Iceland stops whale-hunting quotas after low demand

REYKJAVIK (Reuters) - Nearly a year after ending its ban on commercial whaling, Iceland will not issue new whale-hunting quotas until market demand increases and it gets an export license from Japan.

Iceland’s fisheries minister, Einar K. Guofinnsson, told Reuters this week it made no sense to issue new quotas when the present quota period expires on August 31 if the market for whale meat was not strong enough.

“The whaling industry, like any other industry, has to obey the market. If there is no profitability there is no foundation for resuming with the killing of whales,” he said.

Iceland announced last year it would allow up to 30 minke whales and 9 fin whales to be hunted, controversially ending a ban in place since 1986.

But they have killed just seven minke whales and seven fin whales because of slack demand for whale meat and products.

“I will not issue a new quota until the market conditions for whale meat improve and permission to export whale products to Japan is secured,” said Guofinnsson.

“There is no reason to continue commercial whaling if there is no demand for the product.”

Buyers of whale products demand thorough testing to ensure food safety. In addition, without an export agreement with Japan, a huge source of buyers is taken out of the equation.

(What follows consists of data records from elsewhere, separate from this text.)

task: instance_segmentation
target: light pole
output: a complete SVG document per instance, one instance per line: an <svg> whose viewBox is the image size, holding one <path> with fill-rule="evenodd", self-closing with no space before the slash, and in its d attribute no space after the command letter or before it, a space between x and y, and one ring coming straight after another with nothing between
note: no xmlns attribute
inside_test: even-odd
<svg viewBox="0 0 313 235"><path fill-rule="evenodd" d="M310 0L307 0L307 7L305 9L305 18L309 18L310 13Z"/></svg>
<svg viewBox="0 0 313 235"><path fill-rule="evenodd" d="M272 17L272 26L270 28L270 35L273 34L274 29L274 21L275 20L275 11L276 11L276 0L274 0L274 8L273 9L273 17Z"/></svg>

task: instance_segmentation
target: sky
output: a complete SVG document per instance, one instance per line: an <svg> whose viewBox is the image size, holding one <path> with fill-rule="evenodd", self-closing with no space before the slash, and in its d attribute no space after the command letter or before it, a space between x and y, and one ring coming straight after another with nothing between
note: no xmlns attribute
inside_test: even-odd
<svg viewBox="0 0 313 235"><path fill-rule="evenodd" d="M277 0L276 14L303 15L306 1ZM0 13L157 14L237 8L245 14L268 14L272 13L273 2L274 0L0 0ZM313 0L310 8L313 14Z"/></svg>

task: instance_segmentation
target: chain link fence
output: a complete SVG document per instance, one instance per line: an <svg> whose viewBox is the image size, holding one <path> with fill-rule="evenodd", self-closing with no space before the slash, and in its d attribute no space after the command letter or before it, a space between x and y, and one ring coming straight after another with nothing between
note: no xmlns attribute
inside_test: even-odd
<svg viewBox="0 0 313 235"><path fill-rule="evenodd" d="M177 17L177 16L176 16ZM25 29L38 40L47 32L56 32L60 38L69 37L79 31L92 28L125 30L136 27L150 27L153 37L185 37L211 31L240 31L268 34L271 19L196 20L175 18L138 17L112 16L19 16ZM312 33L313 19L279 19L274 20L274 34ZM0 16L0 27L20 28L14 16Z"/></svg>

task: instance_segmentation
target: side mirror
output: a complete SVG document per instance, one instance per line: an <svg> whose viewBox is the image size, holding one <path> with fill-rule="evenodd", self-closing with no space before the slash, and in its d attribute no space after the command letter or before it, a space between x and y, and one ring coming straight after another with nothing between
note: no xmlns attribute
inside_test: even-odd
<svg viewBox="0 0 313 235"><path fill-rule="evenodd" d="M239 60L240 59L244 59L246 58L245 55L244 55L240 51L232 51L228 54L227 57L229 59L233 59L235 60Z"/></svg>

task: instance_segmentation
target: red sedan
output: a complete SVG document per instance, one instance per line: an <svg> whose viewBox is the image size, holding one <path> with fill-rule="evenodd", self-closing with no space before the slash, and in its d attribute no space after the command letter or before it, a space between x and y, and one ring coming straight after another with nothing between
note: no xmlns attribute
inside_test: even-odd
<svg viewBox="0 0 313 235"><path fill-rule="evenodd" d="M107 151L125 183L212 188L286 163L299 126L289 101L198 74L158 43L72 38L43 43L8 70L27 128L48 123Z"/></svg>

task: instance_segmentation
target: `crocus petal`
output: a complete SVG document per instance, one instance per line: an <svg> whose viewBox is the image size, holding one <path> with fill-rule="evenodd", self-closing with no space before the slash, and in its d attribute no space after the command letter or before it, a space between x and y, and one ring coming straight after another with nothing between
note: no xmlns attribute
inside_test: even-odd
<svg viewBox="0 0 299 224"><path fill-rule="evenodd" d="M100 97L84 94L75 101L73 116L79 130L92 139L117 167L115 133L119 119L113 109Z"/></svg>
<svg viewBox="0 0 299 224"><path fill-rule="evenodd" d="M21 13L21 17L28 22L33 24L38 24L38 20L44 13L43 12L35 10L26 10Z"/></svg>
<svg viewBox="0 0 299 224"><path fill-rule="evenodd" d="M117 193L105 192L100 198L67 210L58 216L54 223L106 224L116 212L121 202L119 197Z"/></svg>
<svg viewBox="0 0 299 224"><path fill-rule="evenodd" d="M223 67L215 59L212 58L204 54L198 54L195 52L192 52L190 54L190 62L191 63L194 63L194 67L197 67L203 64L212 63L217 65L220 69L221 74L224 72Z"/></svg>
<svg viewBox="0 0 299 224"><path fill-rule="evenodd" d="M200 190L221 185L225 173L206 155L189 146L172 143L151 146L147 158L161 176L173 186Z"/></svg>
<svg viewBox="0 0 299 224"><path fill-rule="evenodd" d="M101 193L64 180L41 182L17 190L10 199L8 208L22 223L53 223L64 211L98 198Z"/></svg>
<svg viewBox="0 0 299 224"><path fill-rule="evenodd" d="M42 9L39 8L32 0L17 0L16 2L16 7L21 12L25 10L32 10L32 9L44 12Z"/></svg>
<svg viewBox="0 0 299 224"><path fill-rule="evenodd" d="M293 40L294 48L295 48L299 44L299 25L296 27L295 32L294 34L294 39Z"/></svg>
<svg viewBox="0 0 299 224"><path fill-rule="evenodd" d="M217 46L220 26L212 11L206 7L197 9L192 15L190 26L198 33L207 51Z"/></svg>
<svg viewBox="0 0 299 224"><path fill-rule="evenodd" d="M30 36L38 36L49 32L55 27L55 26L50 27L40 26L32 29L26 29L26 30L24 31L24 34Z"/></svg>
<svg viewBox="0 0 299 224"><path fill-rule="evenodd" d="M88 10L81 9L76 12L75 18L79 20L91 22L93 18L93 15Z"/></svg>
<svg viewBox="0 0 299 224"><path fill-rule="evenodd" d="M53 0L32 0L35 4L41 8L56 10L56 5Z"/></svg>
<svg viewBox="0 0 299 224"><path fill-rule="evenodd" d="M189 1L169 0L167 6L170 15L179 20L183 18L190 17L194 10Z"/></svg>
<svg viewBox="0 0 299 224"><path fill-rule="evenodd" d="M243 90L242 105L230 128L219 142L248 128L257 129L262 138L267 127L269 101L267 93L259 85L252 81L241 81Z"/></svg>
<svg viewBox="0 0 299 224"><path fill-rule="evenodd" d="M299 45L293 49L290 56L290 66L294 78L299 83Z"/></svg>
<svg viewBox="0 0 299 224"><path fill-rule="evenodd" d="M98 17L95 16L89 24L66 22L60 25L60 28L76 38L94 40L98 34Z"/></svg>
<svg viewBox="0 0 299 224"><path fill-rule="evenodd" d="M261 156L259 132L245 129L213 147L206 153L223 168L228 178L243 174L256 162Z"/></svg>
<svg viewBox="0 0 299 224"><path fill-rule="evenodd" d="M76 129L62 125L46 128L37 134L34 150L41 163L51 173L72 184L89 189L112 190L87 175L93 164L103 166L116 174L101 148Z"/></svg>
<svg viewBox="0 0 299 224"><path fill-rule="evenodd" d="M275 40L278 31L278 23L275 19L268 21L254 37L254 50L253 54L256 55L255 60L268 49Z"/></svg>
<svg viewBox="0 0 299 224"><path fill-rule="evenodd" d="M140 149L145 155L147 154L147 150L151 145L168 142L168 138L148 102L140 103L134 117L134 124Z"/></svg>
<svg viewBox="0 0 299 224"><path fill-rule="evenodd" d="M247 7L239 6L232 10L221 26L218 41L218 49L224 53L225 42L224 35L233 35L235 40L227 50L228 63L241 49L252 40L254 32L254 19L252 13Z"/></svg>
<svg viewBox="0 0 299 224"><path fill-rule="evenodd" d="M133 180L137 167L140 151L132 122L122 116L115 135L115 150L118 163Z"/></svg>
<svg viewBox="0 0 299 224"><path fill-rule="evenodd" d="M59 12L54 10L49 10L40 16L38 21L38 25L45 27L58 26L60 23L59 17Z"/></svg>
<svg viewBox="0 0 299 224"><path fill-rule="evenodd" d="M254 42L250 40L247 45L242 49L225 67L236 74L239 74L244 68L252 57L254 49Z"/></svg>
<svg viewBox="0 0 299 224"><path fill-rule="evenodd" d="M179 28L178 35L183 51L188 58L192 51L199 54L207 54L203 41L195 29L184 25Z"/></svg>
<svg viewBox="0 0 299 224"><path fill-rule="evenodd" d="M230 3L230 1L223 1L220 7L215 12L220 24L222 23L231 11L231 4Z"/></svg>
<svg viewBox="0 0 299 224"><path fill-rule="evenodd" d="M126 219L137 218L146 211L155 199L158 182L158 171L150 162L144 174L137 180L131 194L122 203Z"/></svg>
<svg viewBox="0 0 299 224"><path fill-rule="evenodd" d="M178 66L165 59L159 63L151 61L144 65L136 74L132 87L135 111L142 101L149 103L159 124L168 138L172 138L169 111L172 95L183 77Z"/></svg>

Stefan Asmundsson, an officer at the ministry of fisheries, said negotiations for market access to Japan were ongoing.

“We are talking to the Japanese government but so far we have not reached a conclusion on how best to secure the health and quality of the products,” he said. “Hopefully this will clear up soon as the uncertainty is not good for anybody.”

Whalers had celebrated the decision to allow them to resume a traditional custom despite protests from some two dozen anti-whaling countries, including the United States.

They are now frustrated with the government’s stance and say they should be allowed to keep hunting to develop the market.

“In my opinion the minister should not have any say on whether there is a market for our products or not,” said Gunnar Bergmann Jonsson, who leads a minke whaling association. “How are we supposed to find markets if we don’t have a product?”